The recent Crypto AG story has taken the world by storm. During the cold war, the CIA and W. German intelligence sold encrypted communication devices with a backdoor, allowing them to spy on governments and militaries around the world who used the devices. Are crypto assets at risk too?
CAN THE CIA OR NSA SPY ON YOUR CRYPTO TRANSACTIONS
The Crypto AG story has really awakened a lot of people to the dangers of secret backdoors in encryption and secure communications devices. Crypto AG was a Swiss company that manufactured encrypted communications devices. They sold them from WW2, through the cold war, and into our present age.
They made millions selling these devices, and had a sterling reputation among clients. Little did anyone know that, through a partnership, the CIA and West German intelligence had secretly rigged the devices with a backdoor in the encryption allowing them to spy on the governments and militaries they sold them to.
Do private crypto transactions suffer similar vulnerabilities?
It is possible that one or more of the 5,000 different crypto projects listed on CoinMarketCap are secretly being developed by an intelligence agency or secret military project like Crypto AG.
Aside from a project having a secret backdoor in its encryption, blockchain forensic analysis firms are doing their best to deanonymize users who wish to take advantage of the privacy offered by cryptocurrencies.
Recently law enforcement has been arresting people for using crypto-asset mixers for money laundering, so there is a lot of interest from authorities surrounding privacy coins and private transactions.
DO MIXERS REALLY HELP KEEP YOUR TRANSACTIONS PRIVATE?
Firms like Chainalysis and Ciphertrace use heuristics to make educated guesses on the way cryptocurrencies like Bitcoin move across the blockchain. They study the UTXO set and make assumptions on which are the inputs, outputs and change addresses.

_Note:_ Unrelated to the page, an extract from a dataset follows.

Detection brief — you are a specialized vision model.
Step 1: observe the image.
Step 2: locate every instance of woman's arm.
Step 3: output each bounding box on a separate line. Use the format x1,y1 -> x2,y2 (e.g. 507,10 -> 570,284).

Cryptocurrency mixers and privacy coins like Monero obscure this information making it harder for blockchain analysis companies to track spending, by joining a lot of different UTXOs into one transaction, or in the case of Monero, using advanced cryptography.
Coinjoins and other mixing techniques make it harder for blockchain forensic analysts to rely on their heuristics because they attack the rule set these companies are using to make their guesses about which way the money is moving onchain.
As coinjoining and mixing become more sophisticated, we can assume that a popular cryptocurrency could become compromised like Crypto AG, if law enforcement or military was not able to utilize blockchain forensics in a reliable way.
Blockchains are made to be transparent and easy to audit, so without using a privacy coin or coinjoin, you are vulnerable. In a recent study, analysts were able to track down the real-world identities and financial activity of 133,000 Ethereum users who used the .ETH ethereum naming service.